Eine Stimme spricht über Bildern, die nicht synchron zur Mundöffnung einer Figur laufen — das ist das Fundament. Am Set merkst du schnell: Kommentar funktioniert nur, wenn du weißt, wann er trägt und wann er erstickt. Zu viel Text über Bildern, die ohnehin sprechen, und die Zuschauer schalten ab. Zu wenig, und die Szenen wirken hohl. Der Kommentar ist eine Interpretationsebene, die du erst im Schnitt wirklich steuern kannst — daher arbeitet der Editor und die Regie hier eng zusammen, oft mit mehreren Takes des Voice-Over-Sprechers, um Timing und Tonalität zu justieren.
In der Praxis unterscheidest du zwei Funktionen: Der objektive Kommentar liefert Information — Dokumentationen, Newsreels, auch TV-Spots nutzen das. Ein professioneller Sprecher mit ruhiger, autoritative Stimme vermittelt Glaubwürdigkeit. Der subjektive Kommentar dagegen ist ein erzählerisches Werkzeug — eine Figur denkt laut (wie in Film-Noir-Klassikern), oder ein Erzähler interpretiert die Handlung, manchmal ironisch, manchmal kritisch. Das macht deine Bilder mehrdeutig. Was du siehst, wird durch das gesprochene Wort unterstützt oder bewusst widersprochen. Diese Spannung entsteht im Schnitt.
Technisch brauchst du im Sound-Design klare Ebenen: Der Kommentar sitzt auf einer eigenen Spur, meist dezent EQ'd — nicht zu präsent, aber deutlich verständlich. Du magst Musik darunter legen, aber dann fahre ich die Lautstärke der Musik automatisiert runter, wenn die Stimme spricht.
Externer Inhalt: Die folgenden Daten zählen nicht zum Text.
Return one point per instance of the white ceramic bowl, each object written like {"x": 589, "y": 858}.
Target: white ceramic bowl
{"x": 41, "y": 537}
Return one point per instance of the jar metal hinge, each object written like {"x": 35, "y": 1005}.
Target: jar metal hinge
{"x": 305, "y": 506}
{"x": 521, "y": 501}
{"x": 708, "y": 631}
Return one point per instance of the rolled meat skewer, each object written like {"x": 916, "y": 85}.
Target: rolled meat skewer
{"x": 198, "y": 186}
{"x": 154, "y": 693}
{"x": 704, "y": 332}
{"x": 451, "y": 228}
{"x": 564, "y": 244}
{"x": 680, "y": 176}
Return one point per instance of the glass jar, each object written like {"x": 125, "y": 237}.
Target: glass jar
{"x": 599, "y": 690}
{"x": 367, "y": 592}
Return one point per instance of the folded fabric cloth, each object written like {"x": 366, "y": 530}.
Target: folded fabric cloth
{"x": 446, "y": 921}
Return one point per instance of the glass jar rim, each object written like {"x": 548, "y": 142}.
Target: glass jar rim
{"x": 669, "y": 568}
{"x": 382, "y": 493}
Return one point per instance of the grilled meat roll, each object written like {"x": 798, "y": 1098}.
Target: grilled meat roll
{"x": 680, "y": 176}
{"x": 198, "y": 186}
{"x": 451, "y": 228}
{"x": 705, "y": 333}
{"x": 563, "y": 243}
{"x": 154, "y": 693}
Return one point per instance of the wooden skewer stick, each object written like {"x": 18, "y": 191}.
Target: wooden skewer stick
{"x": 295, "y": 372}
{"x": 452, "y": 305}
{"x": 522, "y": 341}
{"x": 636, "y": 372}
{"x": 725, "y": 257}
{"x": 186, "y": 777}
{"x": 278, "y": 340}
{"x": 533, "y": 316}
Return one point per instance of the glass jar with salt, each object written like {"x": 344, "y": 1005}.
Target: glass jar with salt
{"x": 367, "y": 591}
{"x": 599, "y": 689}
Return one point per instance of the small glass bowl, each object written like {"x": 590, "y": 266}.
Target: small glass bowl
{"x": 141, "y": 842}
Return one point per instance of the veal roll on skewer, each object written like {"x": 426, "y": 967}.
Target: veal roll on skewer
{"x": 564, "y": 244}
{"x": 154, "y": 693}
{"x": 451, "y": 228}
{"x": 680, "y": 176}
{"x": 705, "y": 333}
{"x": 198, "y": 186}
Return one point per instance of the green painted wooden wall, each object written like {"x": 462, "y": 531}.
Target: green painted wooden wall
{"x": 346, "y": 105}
Anfängerfehler: alles gleichzeitig auf voller Lautstärke — das wird zu Brei. Im Mischpult ist der Voice-Over-Track meist automatisiert, um Konsistenz über die gesamte Länge zu wahren.
Achte auf die Psychologie der Stimme: Ein bekannter Sprecher bringt Autorität, kann aber auch Ablenkung sein. Ein unbekannter, authentischer Sprecher — manchmal sogar ein Schauspieler ohne Profisprecher-Timbre — wirkt persönlicher, näher. Im Schnitt wird der Kommentar oft rhythmisch an den Cut gekoppelt: Schnitte fallen zusammen mit Atemzägen oder Satzenden. Das gibt ihm Gewicht. Wenn du merkst, dass der Text und die Bilder gegeneinander arbeiten statt miteinander, ist der Kommentar zu dominant oder falsch gelayert. Dann schneidest du ihn neu, oder du fragst die Regie, ob der Text passt.